On July 19, 1937, the “Degenerate Art” exhibition opened in the Hofgarten arcades of Munich’s Residenz. It included 650 works of art confiscated from 32 German museums. For the National Socialists, the term “degenerate” applied to any type of art that was incompatible with their ideology or propaganda. Whole movements were labeled as such, including Expressionism, Impressionism, Dada, New Objectivity, Surrealism, Cubism, and Fauvism, among others. Many of Germany’s most talented and innovative artists suffered official defamation: for example, George Grosz, Ernst Ludwig Kirchner, Max Ernst, Karl Schmidt-Rottluff, Max Pechstein, Paul Klee, and Ernst Barlach.

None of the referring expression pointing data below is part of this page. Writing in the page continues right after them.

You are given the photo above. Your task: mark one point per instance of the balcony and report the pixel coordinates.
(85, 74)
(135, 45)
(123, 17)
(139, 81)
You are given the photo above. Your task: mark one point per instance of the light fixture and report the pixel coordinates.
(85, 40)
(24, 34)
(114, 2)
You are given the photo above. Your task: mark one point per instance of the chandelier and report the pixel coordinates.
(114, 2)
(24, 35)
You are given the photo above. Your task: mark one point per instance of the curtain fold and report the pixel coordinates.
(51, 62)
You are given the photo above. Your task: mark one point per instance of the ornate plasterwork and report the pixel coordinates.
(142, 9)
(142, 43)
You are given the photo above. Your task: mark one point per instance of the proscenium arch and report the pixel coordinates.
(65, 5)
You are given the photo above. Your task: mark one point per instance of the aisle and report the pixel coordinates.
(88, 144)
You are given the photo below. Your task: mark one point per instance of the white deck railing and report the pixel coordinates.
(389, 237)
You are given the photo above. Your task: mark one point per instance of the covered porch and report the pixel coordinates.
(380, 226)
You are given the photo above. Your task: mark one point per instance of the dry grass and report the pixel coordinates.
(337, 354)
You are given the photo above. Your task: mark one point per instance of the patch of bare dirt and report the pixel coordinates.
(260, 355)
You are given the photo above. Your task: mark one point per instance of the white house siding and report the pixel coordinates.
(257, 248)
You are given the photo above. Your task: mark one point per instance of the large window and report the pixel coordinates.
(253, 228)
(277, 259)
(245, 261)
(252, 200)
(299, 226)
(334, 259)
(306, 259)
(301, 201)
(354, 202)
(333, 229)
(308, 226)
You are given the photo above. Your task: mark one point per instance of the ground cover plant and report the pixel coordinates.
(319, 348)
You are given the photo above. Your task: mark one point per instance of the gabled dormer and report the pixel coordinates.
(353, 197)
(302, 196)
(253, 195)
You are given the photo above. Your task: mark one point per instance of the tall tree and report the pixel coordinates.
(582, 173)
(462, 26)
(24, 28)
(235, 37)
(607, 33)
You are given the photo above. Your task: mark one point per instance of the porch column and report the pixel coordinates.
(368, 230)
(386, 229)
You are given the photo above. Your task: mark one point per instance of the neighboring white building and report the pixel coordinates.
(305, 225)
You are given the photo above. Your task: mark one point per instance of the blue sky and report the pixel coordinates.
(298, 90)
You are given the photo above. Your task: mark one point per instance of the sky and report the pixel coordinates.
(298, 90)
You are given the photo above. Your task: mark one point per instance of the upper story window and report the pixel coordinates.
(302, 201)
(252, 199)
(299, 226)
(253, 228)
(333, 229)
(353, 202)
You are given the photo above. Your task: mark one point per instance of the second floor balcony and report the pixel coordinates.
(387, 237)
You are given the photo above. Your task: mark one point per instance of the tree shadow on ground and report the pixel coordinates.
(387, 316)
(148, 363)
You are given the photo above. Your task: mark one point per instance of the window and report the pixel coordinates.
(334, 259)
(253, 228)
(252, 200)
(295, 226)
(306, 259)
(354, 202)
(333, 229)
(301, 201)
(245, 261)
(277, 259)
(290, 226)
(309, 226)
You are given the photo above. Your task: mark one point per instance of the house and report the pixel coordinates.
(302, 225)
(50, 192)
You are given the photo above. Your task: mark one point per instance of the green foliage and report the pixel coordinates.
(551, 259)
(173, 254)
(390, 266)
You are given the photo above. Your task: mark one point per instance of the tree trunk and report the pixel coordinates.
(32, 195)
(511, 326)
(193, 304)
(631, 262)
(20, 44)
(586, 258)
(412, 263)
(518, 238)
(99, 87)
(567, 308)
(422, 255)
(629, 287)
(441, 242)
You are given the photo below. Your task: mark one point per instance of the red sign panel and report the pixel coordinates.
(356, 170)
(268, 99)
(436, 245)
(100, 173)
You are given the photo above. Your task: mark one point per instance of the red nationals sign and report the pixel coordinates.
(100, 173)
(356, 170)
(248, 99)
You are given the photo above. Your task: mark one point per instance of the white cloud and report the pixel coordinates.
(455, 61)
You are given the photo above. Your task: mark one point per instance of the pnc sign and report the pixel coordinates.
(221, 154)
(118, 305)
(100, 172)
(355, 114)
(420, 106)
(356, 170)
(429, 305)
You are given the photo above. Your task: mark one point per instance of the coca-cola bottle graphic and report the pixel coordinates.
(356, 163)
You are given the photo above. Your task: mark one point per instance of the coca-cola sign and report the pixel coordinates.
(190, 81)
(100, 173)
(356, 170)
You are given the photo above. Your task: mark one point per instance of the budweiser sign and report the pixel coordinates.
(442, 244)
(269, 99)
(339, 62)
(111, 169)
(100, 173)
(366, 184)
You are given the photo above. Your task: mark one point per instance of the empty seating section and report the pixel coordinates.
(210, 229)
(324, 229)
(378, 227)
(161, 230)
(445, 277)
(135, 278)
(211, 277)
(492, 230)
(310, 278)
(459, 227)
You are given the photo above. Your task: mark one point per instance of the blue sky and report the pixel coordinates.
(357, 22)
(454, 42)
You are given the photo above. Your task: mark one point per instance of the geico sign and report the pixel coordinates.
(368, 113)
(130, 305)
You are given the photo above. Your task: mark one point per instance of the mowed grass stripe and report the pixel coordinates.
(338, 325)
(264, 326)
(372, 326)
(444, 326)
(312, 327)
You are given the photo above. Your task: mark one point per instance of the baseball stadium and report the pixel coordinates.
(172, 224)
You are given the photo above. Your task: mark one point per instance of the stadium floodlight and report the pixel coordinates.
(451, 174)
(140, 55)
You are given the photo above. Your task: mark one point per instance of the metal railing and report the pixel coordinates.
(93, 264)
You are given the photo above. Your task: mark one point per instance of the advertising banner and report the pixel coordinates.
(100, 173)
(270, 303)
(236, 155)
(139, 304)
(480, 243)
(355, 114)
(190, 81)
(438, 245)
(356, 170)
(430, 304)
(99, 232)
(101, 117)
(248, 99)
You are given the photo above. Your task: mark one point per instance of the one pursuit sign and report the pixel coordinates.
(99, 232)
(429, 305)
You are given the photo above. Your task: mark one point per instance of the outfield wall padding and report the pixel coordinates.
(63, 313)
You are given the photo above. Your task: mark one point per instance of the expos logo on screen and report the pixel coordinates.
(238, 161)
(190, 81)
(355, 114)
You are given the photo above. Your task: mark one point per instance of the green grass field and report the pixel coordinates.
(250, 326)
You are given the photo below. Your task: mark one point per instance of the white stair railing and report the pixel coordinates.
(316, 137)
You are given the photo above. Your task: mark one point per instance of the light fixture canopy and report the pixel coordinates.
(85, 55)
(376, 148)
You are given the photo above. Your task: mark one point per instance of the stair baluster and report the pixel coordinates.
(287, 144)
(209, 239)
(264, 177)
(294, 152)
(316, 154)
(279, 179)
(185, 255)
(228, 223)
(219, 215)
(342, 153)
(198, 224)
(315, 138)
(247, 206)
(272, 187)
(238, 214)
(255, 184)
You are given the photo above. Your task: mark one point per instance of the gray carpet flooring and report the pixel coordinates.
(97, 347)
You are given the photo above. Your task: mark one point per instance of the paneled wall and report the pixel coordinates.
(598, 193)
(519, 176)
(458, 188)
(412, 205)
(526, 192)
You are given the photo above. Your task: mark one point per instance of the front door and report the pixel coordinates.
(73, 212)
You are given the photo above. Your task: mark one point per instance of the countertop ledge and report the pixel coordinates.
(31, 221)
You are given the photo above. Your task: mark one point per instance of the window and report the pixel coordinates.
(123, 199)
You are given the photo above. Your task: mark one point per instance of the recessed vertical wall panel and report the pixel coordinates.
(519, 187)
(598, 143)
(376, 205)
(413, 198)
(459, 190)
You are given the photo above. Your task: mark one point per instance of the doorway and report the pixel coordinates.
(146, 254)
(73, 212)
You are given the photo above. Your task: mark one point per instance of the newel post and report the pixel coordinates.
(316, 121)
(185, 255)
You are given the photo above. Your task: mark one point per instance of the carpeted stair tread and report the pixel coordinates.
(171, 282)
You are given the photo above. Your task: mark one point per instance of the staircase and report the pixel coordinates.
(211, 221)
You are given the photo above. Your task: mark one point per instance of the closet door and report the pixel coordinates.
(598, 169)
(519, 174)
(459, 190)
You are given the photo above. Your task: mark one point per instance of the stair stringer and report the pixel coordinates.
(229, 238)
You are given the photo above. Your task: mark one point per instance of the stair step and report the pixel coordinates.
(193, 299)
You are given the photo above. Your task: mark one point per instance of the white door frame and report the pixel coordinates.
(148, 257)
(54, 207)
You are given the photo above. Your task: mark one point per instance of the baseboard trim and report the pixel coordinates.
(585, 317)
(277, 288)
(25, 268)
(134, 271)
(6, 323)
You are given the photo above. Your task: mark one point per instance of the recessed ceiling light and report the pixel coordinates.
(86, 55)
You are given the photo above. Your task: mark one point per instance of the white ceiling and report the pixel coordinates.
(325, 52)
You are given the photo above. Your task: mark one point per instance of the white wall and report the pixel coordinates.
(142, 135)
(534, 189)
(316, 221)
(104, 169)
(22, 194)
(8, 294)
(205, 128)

Avant-garde artists and museum directors who purchased or exhibited modern art had already been barred from professional activity as early as 1933. With this exhibition, the visual arts were forced into complete submission to censorship and National Socialist “coordination” [Gleichschaltung]. Initiated by Minster of Propaganda Joseph Goebbels and President of the Reich Chamber of the Visual Arts Adolf Ziegler (1892-1959), the exhibition travelled to twelve other cities from 1937 to 1941. In all, the show drew more than 3 million visitors. The exhibition sought to demonstrate the “degeneration” of artworks by placing them alongside drawings done by the mentally retarded and photographs of the physically handicapped. These comparisons aimed to highlight the “diseased,” “Jewish-Bolshevist,” and inferior character of these artworks and to warn of an impending “cultural decline.” As an exercise in contrast, the opposite – good, “healthy,” “German” art – could be seen in the “Great German Art Exhibition,” on view only a few meters away.
Below is the cover of the guidebook to the "Degenerate Art" exhibition; the cover features Otto Freundlich's monumental sculpture, Der neue Mensch [The New Man] (1912), which had been confiscated from the Museum für Kunst und Gewerbe in Hamburg. Freundlich, a German painter and sculptor of Jewish origin, spent much of his career in France. He was arrested in Nazi-occupied France in February 1943 and sent to the Majdanek concentration camp in Lublin (Poland), where he was murdered on March 3, 1943.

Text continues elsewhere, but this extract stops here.